Ozkan, Aysen 1; Cumella, Steve 2; Milliken, Kitty 3; Laubach, Steve 3
1 Department of Geological Sciences, Jackson School of Geosciences, University of Texas at Austin, Austin, TX.
2 Bill Barret Corporation, Denver, CO.
3 Bureau of Economic Geology, Jackson School of Geosciences, University of Texas at Austin, Austin, TX.

Most gas production in the Piceance Basin is from discontinuous fluvial deposits of the Williams Fork Formation. Understanding the controls and distribution of reservoir quality is important for the economic success of these tight gas reservoirs in which diagenesis, along with depositional systems and texture, exerts a strong control on pore networks and rock mechanics.
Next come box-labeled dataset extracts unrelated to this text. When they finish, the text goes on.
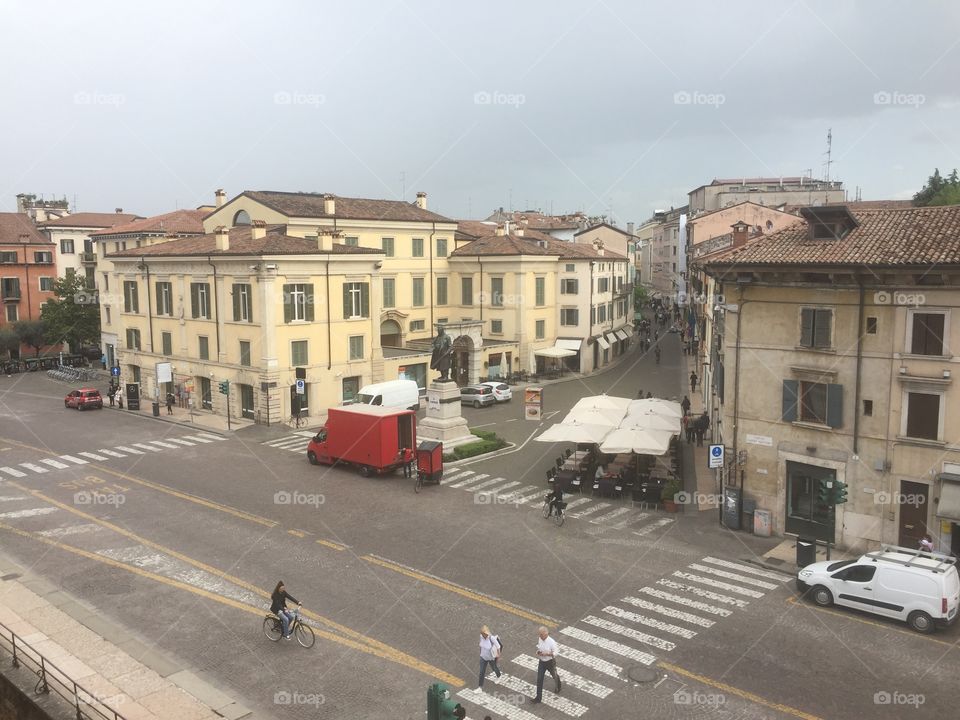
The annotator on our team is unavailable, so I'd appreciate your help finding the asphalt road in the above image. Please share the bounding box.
[0,336,960,720]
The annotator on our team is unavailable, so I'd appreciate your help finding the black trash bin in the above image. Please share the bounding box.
[797,538,817,568]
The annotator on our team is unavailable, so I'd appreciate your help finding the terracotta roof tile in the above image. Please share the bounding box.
[701,205,960,268]
[241,190,454,223]
[90,210,209,237]
[40,213,143,228]
[0,213,52,245]
[106,225,383,258]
Sandstone in the Williams Fork consists of feldspathic litharenite to litharenite cemented by varying amounts of quartz, calcite, Fe-dolomite, illite-smectite, chlorite, and sparse siderite, pyrite, Fe-calcite, kaolinite, sphene, and gypsum. Framework grain composition is a major control on compaction and on the authigenic phases precipitated. Grain-coating clays are more common in the volcanic grain-rich Upper Williams Fork where alteration of these grains caused the precipitation of authigenic clays. Fe-dolomite cement is found only in the deeper marine-influenced intervals in which dolostone fragments are present.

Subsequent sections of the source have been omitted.